Musgrave Little and Great, are two very small Anglo-Saxon villages named after the Musgrave family.
The Musgraves grew in wealth and status with Lord Thomas Musgrave marrying Sir Andreas de Harcla’s sister Sarah and moving to Hartley Castle, Hartley. There the Musgrave family thrived and were knighted. Two Sir Richard Musgraves are buried in Hartley Chapel, Kirkby Stephen Parish Church. Eventually, through marriage the Musgraves moved to Eden Hall and Hartley Castle was abandoned. One Sir Richard is said to have killed the last wild boar in England on Wild Boar Fell, Mallerstang with the Boar’s tusk on show in the church.
The church of St Theobald, on the edge of Great Musgrave, dates from 1845–46, but two earlier churches (the first dating back to the 12th century) stood nearby next to the River Eden. Unfortunately they were built too close to the river and were subject to flooding in 1822 with the water rising to 3 feet (0.9 m) deep in the church. The Musgrave Church Field Trust was established in 2004 to buy the four acre field and buildings next to the church. The Tithe Barn rebuilt in 1759 on medieval foundations has been restored.

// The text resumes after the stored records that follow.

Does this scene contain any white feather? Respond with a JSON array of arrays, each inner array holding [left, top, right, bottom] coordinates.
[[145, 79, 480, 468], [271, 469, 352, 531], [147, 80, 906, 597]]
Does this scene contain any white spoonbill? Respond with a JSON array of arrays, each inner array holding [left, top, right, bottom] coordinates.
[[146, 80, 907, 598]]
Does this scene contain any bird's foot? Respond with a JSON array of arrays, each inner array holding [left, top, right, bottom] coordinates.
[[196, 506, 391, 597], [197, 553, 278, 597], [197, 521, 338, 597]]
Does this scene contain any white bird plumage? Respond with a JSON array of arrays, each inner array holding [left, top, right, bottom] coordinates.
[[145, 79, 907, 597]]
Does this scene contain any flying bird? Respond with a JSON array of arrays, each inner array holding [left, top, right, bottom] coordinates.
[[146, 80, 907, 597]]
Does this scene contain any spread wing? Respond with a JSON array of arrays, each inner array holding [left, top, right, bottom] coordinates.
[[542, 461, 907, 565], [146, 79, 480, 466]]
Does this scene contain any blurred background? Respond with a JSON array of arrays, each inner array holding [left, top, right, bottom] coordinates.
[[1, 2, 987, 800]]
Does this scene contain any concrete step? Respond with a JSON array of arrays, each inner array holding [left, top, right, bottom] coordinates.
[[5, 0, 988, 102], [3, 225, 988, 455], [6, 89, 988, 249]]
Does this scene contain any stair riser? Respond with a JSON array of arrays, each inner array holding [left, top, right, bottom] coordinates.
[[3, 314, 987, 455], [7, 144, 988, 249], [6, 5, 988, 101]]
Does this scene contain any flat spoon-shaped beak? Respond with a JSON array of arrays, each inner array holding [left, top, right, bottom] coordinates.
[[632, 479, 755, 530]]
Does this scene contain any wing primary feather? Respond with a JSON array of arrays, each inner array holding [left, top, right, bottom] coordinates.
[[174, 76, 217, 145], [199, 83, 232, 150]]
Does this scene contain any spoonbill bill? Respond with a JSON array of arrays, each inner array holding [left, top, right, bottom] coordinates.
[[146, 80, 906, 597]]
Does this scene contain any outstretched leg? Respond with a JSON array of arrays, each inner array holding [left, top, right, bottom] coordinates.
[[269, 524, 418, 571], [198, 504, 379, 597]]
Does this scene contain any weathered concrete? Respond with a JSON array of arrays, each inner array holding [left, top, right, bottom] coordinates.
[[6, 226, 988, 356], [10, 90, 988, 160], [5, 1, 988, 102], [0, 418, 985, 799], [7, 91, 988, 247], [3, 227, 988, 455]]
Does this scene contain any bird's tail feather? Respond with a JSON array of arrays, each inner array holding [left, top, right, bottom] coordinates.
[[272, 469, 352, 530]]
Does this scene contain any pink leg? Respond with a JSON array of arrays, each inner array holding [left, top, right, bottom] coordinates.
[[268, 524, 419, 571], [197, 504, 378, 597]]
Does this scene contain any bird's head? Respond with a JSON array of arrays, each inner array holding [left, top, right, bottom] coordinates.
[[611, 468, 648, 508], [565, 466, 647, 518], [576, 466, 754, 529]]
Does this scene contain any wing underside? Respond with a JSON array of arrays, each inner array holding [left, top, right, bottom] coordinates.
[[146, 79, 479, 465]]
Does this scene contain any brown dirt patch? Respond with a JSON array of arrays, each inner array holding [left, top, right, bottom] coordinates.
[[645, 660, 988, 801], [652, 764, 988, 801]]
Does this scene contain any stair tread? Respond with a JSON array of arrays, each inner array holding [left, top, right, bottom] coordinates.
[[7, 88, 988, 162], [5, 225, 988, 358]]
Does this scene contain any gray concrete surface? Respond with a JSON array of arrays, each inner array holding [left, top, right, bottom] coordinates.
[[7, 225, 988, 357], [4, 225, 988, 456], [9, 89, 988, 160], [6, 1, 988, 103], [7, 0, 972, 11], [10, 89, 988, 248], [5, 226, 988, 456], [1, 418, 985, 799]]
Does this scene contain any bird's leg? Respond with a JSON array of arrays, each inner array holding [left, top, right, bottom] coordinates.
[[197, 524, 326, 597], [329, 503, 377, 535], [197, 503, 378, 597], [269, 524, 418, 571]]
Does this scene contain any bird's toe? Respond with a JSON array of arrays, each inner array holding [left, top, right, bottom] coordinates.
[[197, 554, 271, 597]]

The ancient Rushbearing ceremony is held at Musgrave every year on the first Saturday in July. Traditionally, girls would dance from Brough carrying flowers to St Theobolds. The boys would collect fresh rushes and they would be laid on the floor on Rushbearing Day. Girls now make their flowers into crowns and the boys make rush crosses which stay in the church until the next year. Twelve young maidens from the Brough area take part because there are not enough girls in Musgrave.